Who Do You Say That I Am? - Part 37
XXXVII. The lists of the Apostles in the four Gospels varies a bit in name, usually explained by Hebrew and Greek versions or –as with Peter – a new title given by Jesus. Rather than profiling each of the Twelve, Pope Benedict focuses on their diverse backgrounds.
Two of the Twelve – Simon and Judas – are from the “Zealot” party – those who are “zealous” for the Torah like Phinehas (Numbers 25), Elijah (I Kings 18), Mattathias (I Maccabees 2).
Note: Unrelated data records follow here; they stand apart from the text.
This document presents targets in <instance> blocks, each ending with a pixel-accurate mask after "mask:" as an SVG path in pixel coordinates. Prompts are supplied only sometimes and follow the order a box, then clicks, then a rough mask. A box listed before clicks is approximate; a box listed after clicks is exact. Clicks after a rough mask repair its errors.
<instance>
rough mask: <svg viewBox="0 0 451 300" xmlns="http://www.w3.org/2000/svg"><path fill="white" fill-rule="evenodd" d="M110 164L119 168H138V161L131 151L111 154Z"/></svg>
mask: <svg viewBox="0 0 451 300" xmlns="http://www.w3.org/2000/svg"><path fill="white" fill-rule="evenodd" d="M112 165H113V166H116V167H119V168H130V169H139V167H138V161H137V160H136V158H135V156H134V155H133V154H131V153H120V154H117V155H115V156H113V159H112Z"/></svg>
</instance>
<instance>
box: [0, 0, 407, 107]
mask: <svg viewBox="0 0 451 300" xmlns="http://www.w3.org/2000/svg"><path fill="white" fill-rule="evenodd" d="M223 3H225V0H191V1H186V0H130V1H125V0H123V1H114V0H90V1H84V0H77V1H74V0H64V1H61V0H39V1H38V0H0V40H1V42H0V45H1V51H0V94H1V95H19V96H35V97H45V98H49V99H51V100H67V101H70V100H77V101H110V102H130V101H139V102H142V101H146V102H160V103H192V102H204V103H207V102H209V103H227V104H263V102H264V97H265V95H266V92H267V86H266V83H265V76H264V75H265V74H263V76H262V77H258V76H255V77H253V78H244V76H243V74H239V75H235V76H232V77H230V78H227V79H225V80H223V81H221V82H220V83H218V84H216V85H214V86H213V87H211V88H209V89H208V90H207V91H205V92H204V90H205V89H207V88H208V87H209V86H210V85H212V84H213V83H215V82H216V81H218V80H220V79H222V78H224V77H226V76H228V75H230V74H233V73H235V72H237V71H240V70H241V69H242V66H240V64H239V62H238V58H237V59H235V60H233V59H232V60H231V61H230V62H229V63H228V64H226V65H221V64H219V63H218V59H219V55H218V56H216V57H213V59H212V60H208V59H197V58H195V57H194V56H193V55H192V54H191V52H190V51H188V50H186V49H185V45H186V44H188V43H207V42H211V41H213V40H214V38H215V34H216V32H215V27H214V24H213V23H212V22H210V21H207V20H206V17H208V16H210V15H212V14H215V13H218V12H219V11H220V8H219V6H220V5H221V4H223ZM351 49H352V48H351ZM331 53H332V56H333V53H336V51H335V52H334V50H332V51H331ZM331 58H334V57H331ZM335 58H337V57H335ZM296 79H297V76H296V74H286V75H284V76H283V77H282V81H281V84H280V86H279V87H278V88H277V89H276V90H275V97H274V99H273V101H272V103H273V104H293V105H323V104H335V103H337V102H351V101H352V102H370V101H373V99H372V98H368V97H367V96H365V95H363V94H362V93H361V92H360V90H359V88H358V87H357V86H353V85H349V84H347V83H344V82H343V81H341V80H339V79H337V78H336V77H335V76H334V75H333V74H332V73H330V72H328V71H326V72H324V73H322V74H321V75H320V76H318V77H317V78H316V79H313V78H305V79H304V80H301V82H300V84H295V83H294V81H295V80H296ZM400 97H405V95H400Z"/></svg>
The Zealots viewed themselves in line with this tradition of even armed action against oppression, and in Jesus’ day, their opponents were the Roman occupiers.
Yet also in the Twelve is Levi (Matthew), a tax collector who made his living precisely by aligning with the occupying powers and collecting revenues for them. He would have been considered a public sinner (like Zaccheus) for this role.
The main group is composed of fishermen: Simon Peter, Andrew, James, and John. Of Thomas, Bartholew, Jude, and James (son of Alphaeus) little is indicated of their backgrounds. Finally, two have Greek names, Philip and (again) Andrew, a foreshadowing of the mission to the Gentiles.
Pope Benedict’s point here is that “in terms of their actual opinions, of their thinking about the way Israel was to be saved, they were an extremely varied group. This helps us to understand … the kinds of tensions that had to be overcome. … Precisely in this wide range of backgrounds, temperaments, and approaches, the Twelve personify the Church of all ages and its difficult task of purifying and unifying these men in the zeal of Jesus Christ” (pp. 178-79).